Johannes der Täufer und ein frommer Impuls

So ganz habe ich das immer noch nicht verstanden: was ist eigentlich ein „Impuls“? Wenn von einem Menschen oder einem Ereignis „Impulse“ ausgehen, dann bedeutet das nach meinem Sprachverständnis, daß Denkanstöße gegeben werden. Vor allem in den letzten Jahren hat sich aber, zumindest in den christlichen Kirchen, eine Bedeutungsverschiebung ergeben: „Impuls“ nennt man jetzt offenbar den Text selbst, von dem – jedenfalls nach Ansicht der Verfasser – Denkanstöße ausgehen sollen.
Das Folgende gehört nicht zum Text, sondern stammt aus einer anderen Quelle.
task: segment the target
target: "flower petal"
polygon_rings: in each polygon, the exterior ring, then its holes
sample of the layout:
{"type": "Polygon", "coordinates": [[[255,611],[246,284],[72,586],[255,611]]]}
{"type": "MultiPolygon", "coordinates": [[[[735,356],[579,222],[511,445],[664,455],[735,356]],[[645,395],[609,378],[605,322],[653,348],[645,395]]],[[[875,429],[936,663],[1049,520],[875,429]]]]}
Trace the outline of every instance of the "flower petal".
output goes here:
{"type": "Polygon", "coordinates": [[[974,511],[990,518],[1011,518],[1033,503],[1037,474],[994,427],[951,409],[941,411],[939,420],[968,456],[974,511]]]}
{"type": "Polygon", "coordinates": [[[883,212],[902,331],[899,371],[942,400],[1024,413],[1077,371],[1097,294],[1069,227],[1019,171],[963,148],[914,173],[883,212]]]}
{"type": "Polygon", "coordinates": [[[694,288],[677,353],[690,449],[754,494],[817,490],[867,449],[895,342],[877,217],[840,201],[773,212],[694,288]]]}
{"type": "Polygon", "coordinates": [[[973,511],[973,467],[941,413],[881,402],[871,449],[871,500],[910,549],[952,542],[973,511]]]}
Die evangelische Kirche schickt ihren Mitgliedern zweimal im Jahr eine solche „Impulspost“, und kürzlich habe ich auch auf katholisch.de eine ähnliche Begriffsverwendung entdeckt.

Da lese ich unter einem kurzen Artikel mit der Überschrift „Wie Johannes Jesus durchschaut“:

Impuls von Schwester Anne Kurz.

Da haben wir ihn also schon wieder, den Impuls. Und welchen Denkanstoß gibt mir Schwester Anne Kurz jetzt?

Johannes der Täufer sieht Jesus auf ihn zugehen. Was mag ihm dabei durch den Kopf gegangen sein?

Eine seltsame Frage. Was hat man nicht manchmal für Schwierigkeiten, einem Familienmitglied anzusehen, was ihm gerade durch den Kopf geht. Und da soll ich herausfinden, was einem völlig fremden Menschen, aus einer mir völlig fremden Kultur, die noch dazu zwei Jahrtausende zurückliegt, durch den Kopf gegangen ist?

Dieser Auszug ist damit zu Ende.